Por Letícia Zenevich

Não sei bem se é ético trazer essa história a público, só que, a contar pelos últimos dias, não sou a única bem confusa com o que é ético ou não. Então, para narrá-la, mas preservar a intimidade dessa criança, vou chamá-la de Brasil.

Brasil é jovem, menino de quinze anos, sorriso de moleque de dez.

Não, isso é mentira.

Não vi o Brasil sorrir. Não tinha como.

Verdade seja dita, não vi o que aconteceu com o Brasil, e pudera, o próprio Brasil não sabe direito o que aconteceu com ele.

Recomeço:

***

Na segunda-feira, Brasil acordou como todos os dias. Cumpriu sua rotina: pegou o ônibus lotado e caro para a escola lotada e ruim, voltou para casa, almoçou, fez seja lá o que o Brasil faz nas suas tardes de menino e, à tardinha, foi para a academia. Normal, o Brasil ama esportes.

Quando o Brasil saiu da academia, lá pelas sete ou oito da noite, as ruas a que o menino Brasil estava acostumado estavam completamente diferentes. Pessoas corriam, gritavam, gritavam coisas que o Brasil não entendia, coisas que ele nunca tinha visto antes. A coisa, seja lá o que fosse, era grande demais para o Brasil, que só via tanta gente junta assim na fila do ônibus ou no estádio de futebol. O Brasil, jovem que é, não sabia o que estava acontecendo, e parou para olhar. Ficou ali, observando cada movimento, entre o medo e o encantamento que aquela coisa tão nova e forte lhe trazia.

Os gritos de ordens que o Brasil ouvia faziam sentido, embora ele nunca os tivesse pensado antes. De qualquer maneira, ia ser difícil chegar em casa com toda aquela gente nas ruas, então o menino Brasil resolveu esperar para ver o que ia acontecer.

Teria sido impossível, no entanto, esperar pelo que veio.
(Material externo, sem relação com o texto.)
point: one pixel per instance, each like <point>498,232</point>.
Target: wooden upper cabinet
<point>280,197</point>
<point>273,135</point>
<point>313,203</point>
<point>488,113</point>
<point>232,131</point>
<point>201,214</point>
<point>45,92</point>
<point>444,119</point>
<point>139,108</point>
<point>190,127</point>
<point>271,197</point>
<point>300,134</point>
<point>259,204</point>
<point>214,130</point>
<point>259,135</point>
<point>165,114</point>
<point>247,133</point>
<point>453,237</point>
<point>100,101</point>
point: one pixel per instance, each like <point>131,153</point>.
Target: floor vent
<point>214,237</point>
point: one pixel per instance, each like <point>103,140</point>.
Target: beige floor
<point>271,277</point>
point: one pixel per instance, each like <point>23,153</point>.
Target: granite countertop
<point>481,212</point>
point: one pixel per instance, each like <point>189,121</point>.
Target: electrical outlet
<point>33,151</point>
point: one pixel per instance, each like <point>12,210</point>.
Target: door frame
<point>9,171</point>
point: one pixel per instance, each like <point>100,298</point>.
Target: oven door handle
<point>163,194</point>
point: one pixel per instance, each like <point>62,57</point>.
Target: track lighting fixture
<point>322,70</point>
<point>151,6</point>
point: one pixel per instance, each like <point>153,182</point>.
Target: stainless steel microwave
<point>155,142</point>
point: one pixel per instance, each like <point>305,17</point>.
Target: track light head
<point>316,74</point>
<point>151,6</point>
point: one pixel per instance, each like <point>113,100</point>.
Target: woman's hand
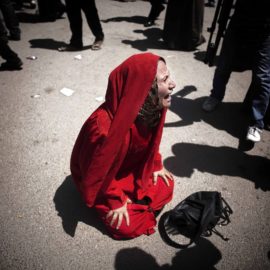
<point>164,174</point>
<point>118,214</point>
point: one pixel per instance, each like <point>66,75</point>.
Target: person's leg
<point>75,22</point>
<point>141,213</point>
<point>13,62</point>
<point>224,67</point>
<point>223,71</point>
<point>156,8</point>
<point>91,14</point>
<point>10,19</point>
<point>261,81</point>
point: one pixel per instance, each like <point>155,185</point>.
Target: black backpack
<point>195,216</point>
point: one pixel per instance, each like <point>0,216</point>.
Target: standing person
<point>115,162</point>
<point>183,24</point>
<point>13,62</point>
<point>250,24</point>
<point>73,9</point>
<point>50,10</point>
<point>10,19</point>
<point>210,3</point>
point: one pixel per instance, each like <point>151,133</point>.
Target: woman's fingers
<point>113,218</point>
<point>120,218</point>
<point>126,215</point>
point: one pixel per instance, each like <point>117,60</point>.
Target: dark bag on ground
<point>195,216</point>
<point>183,24</point>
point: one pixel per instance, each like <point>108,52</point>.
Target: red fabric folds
<point>103,141</point>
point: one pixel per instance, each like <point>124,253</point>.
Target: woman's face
<point>165,85</point>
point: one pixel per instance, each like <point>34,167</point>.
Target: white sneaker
<point>210,104</point>
<point>253,134</point>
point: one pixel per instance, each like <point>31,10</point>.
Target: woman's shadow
<point>72,209</point>
<point>230,116</point>
<point>204,255</point>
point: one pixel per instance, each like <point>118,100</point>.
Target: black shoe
<point>267,126</point>
<point>210,4</point>
<point>12,65</point>
<point>15,37</point>
<point>70,48</point>
<point>149,23</point>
Do nada, sem nenhum aviso, explicação ou legalidade, um policial puxou violentamente o menino Brasil, e o enfiou às forças em um camburão. Sem entender nada, sem ter feito nada, o Brasil fora detido pela Brigada Militar. O Brasil apanhou. O Brasil foi humilhado, xingado, foi levado a esmo por horas dentro de um camburão por quem deveria resguardá-lo.
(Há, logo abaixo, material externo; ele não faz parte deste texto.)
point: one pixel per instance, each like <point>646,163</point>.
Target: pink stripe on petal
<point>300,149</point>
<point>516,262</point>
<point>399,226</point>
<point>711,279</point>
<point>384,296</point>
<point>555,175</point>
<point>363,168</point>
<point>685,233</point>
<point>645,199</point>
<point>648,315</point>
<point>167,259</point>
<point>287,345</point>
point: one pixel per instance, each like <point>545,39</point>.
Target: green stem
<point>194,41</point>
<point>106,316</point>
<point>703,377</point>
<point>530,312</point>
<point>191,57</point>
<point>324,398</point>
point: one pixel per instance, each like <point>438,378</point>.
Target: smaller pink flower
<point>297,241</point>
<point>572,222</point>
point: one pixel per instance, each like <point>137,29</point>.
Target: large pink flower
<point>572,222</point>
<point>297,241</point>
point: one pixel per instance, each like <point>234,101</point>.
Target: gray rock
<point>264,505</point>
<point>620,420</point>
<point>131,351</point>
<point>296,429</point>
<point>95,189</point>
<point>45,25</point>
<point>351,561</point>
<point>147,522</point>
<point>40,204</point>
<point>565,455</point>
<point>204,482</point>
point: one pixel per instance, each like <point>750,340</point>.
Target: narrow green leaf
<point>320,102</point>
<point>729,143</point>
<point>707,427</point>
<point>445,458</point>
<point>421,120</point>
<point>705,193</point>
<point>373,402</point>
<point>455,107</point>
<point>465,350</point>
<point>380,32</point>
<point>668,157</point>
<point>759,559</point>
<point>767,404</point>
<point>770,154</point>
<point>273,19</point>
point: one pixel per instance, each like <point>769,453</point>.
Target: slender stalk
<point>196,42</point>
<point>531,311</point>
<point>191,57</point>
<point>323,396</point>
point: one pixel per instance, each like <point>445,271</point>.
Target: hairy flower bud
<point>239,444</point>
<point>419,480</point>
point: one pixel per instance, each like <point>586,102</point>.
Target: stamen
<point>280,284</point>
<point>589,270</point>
Finalmente, horas depois, exausto, faminto, assustado, o Brasil chegou na delegacia de menores selecionados pelo sistema penal, a DECA. De supetão, o Brasil estava sendo acusado de queimar lixeiras, quebrar vitrines, atear fogo em um ônibus e formar quadrilha. Seus supostos feitos tinham pinta de ação de vilão requintado e poderoso de revista de super-heróis. Ninguém poderia ter feito tudo isso em uma noite, quem dirá no tempo recorde de alguns minutos. Algumas das ações pelas quais o Brasil fora acusado ocorreram depois dele estar dentro do camburão. A única lógica possível era de que toda aquela violência, oras, tivesse sido causada pelas pessoas que conduziram o Brasil no camburão. Era o único jeito dele ter estado presente nelas, detido lá dentro.

O menino Brasil estava sozinho. A única quadrilha que ele poderia ter formado seria com os policiais militares que o detinham. Só assim as acusações fariam algum sentido. Não foi isso que o juiz achou.

Na audiência, o Brasil mostrou que não sabia que protestos eram aqueles, que estava começando a olhá-los quando foi detido. Que o Brasil não tinha nada a ver com as ações violentas, era somente sua vítima. Que a formação de quadrilha era um absurdo completo, como toda a sua detenção vinha sendo. A única formação do Brasil era ensino médio, e ainda incompleto. Que o Brasil estivera, todo esse tempo, sozinho, sendo violentado por todos aqueles que juraram protegê-lo.

Talvez a história fosse um pouco diferente, como foram ligeiramente a dos outros garotxs detidxs, se o Brasil não fosse negro. Ele foi o único acusado de formação de quadrilha entre xs jovens detidxs. Ele, sua inocência e sua cor, juntos, cometendo o pior crime que os abusadores institucionais poderiam esperar do Brasil: aprendendo na rua a transformá-lo.

***

Queria que essa história fosse ficcional. Não é. Brasil é um menino negro real, que foi detido voltando da academia por ter parado para olhar a manifestação. Então queria, no mínimo, que essa história falasse do passado, mas foi ontem, é hoje. Queria que o meu tempo não fosse curto, que pudesse escrevê-la melhor, com a mesma emoção que eu senti ao ouvi-la pelos assessores jurídicos que estavam junto com ele, mas esse é o melhor que consigo agora, ainda amedrontada com essa violência brutal utilizada sem medidas, sem justificativas e sem fim contra o Brasil.